Legacy to be a key deal driver
As the dust settles on Covid-19 we will see a range of distressed businesses, with re/insurers pulling out of certain lines, industries or geographies. Those looking to rationalise their operations will move to divest teams and books of businesses that do not fit with their core strategy.
In 2021, we expect an increase in the number of targets being offered for a sale and a greater interest in legacy business. In one example of an early mover, portfolio refinement specialist Gossmann & Cie obtained a licence to operate from the Maltese authorities in July 2020. Elsewhere, the US has not historically had the mechanisms in place to enable legacy activity. However, two recently enacted restructuring tools known as Insurance Business Transfers and Corporate Divisions, although still largely untested, could lead to a burst of deal activity.
Geographic axis tilting
The US is the perennial powerhouse of global insurance M&A but was poised for a slowdown even before the pandemic. There were 64 completed deals involving US acquirors in H2 2020, down from 73 in the previous six months, marking the third consecutive period of declining activity. In part this is due to the cyclical nature of transactions – after a sustained period of deal-making, valuations had risen and some investors have been pausing to take stock.
Others have been wary of geo-political tensions, particularly with China, and the upcoming US Presidential election adds another layer of uncertainty. In Europe the picture could not be more stark with the shadow of Brexit combined with difficulties in reaching valuations pushing transactions to a three-year low.
Meanwhile, M&A elsewhere in the Americas has been trending slowly upwards while markets in Asia Pacific, the Middle East and Africa have made steady gains, albeit from a relatively low base, that are helping to bolster the total number of deals worldwide.
A tech led recovery
Technology continues to be a primary growth driver worldwide. Deals completed in H1 2020 included investments into US-based start-up Openly, Belgium’s Keypoint and yallacompare in the United Arab Emirates. While insurtech investment dived in Q1 due to Covid-19, it rebounded in the second quarter.

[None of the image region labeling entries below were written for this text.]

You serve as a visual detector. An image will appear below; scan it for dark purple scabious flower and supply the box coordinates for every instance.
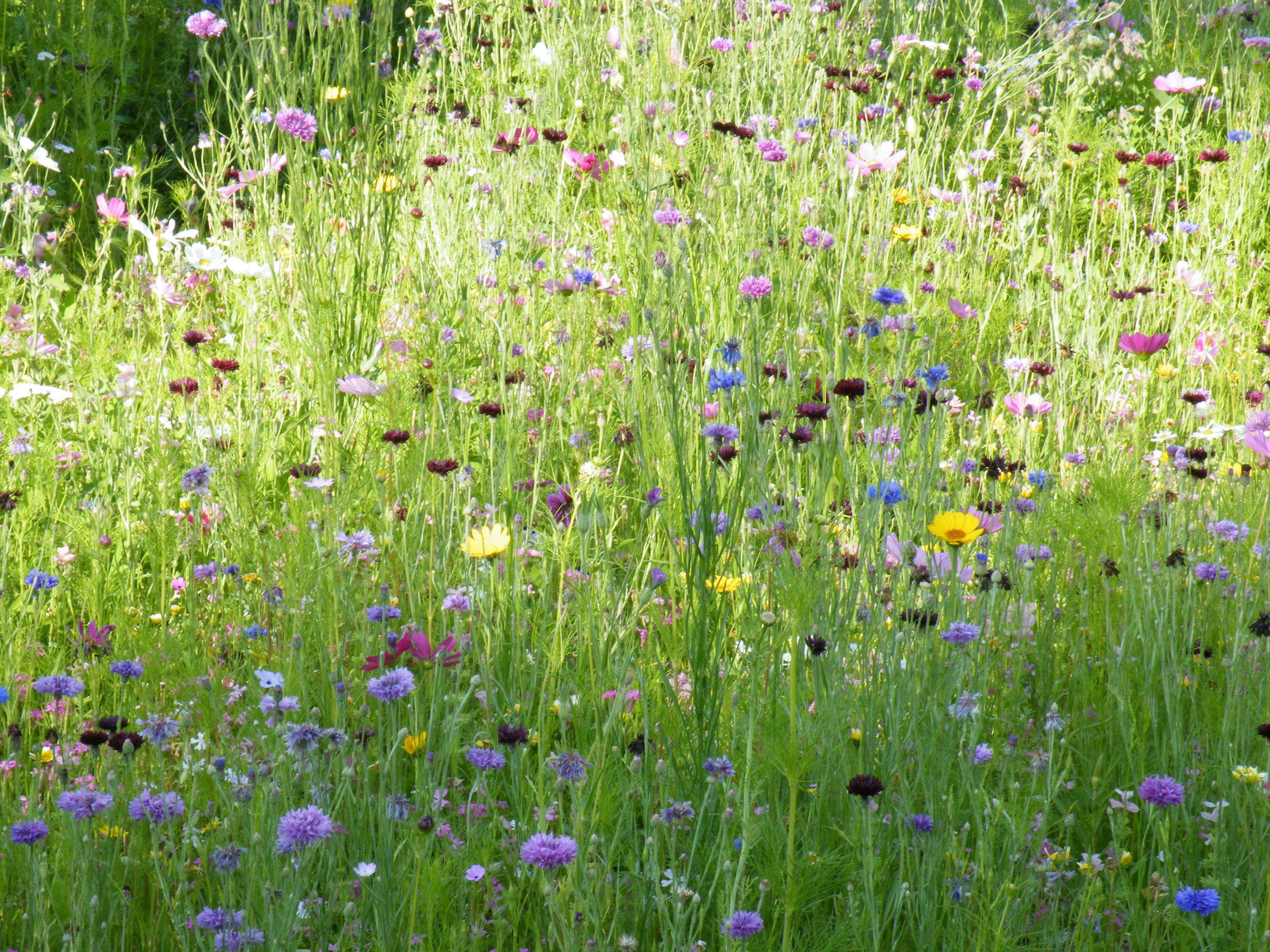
[57,790,114,820]
[720,909,763,939]
[547,750,592,783]
[366,668,414,705]
[1138,774,1186,806]
[110,661,146,680]
[277,806,335,856]
[31,674,84,698]
[128,788,186,823]
[547,482,573,525]
[273,106,318,142]
[464,748,507,770]
[940,622,980,645]
[521,833,578,870]
[1174,886,1222,915]
[701,756,737,783]
[9,820,48,847]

Although investors have already become more selective since last year, a trend that the pandemic will strengthen, high-quality tech offerings are still attractive, provided they can prove their worth. Start-ups now reaching maturity with a proven track record are ripe for acquisition and we expect this to be a key deal driver in H1 2021.

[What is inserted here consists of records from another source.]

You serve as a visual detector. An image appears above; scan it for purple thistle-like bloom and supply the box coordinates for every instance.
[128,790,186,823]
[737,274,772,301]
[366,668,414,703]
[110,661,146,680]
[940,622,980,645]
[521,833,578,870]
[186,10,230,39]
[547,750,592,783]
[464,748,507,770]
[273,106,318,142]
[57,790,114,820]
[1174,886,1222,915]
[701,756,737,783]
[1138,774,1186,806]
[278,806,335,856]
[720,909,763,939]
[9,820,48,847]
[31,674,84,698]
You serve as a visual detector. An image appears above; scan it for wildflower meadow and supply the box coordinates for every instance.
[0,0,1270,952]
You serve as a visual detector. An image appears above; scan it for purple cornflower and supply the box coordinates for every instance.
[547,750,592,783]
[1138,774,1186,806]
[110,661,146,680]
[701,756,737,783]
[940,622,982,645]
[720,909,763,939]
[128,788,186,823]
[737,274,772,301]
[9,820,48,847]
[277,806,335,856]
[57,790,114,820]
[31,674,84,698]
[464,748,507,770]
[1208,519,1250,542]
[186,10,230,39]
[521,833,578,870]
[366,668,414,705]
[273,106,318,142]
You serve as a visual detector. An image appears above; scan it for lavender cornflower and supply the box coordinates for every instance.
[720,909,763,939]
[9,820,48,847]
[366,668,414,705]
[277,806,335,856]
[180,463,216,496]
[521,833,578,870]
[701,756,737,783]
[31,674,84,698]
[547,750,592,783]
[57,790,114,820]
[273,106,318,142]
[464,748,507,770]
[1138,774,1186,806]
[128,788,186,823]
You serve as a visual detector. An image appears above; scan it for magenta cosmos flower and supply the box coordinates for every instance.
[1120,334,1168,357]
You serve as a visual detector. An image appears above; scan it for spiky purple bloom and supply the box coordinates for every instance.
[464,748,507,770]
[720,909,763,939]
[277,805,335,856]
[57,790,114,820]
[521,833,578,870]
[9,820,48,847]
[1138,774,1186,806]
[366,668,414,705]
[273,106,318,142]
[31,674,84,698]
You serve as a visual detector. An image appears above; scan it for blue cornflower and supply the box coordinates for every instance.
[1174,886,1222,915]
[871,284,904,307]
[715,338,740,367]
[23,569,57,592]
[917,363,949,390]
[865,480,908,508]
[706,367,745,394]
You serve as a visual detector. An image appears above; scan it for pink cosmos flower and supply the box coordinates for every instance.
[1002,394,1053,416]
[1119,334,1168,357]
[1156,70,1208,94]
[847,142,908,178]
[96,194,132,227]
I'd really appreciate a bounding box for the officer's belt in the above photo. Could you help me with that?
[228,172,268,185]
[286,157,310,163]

Capital raising could weigh on M&A
The impact of Covid-19 has accelerated the market hardening that was already underway, presenting opportunities for organic growth that could depress appetite for M&A. Capital-raising has been a feature of the post-pandemic market – reaching USD 16 billion in H1 2020 according to Willis – with re/insurers keen to write more risk at a higher price but needing to offset losses from Covid-19 in order to do so.

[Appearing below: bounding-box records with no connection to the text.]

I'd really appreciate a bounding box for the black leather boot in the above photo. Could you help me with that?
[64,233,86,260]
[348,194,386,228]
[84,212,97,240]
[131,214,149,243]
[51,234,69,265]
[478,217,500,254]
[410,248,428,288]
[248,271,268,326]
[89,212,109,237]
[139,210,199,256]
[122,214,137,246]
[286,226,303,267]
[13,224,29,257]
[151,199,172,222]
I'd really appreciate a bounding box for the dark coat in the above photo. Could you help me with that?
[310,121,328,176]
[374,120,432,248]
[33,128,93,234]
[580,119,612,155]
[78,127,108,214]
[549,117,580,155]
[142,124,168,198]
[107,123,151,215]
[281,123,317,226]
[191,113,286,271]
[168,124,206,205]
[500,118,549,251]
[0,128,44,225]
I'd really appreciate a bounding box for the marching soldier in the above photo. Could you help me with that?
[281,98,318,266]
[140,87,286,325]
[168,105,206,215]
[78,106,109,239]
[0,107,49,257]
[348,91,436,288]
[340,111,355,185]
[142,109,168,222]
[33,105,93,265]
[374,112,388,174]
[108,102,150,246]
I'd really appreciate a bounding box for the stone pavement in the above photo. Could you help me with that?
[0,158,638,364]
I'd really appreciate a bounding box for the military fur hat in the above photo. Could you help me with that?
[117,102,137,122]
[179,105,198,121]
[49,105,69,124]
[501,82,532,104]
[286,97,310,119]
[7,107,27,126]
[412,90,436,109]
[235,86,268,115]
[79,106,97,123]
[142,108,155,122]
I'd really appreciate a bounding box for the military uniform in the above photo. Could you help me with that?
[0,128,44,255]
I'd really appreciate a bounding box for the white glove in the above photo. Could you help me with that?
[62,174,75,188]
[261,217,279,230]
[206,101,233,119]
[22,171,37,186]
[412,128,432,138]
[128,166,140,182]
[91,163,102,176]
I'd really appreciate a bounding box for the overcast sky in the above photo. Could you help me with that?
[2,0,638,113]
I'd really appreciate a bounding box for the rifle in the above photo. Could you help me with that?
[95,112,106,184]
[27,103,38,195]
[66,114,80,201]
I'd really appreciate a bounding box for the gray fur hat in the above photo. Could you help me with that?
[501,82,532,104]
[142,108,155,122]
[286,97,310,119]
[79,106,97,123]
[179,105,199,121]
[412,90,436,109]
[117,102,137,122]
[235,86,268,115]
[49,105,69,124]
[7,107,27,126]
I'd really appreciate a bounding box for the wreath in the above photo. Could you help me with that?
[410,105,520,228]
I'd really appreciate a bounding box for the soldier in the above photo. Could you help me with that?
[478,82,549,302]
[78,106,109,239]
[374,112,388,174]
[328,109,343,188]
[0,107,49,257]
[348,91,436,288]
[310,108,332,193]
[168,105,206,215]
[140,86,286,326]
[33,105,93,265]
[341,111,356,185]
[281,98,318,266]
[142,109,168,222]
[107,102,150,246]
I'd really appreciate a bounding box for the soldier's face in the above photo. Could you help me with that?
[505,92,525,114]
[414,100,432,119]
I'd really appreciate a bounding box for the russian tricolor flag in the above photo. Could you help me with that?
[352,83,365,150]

As rates rise there is also the potential for a wave of new start-ups and scale-ups, as we have seen in the aftermath of other major loss events in the past, albeit the situation now is more nuanced than post Hurricane Katrina, for example. That has not deterred a range of market figures from exploring options and there has been a succession of headlines around early-stage start-up plans. For that do make it to fruition, choice of location will be interesting. Although Bermuda’s tax advantages have gone, the absence of red tape is appealing, while Lloyd’s will be keen to attract its share, provided businesses can deliver on profitability and performance targets.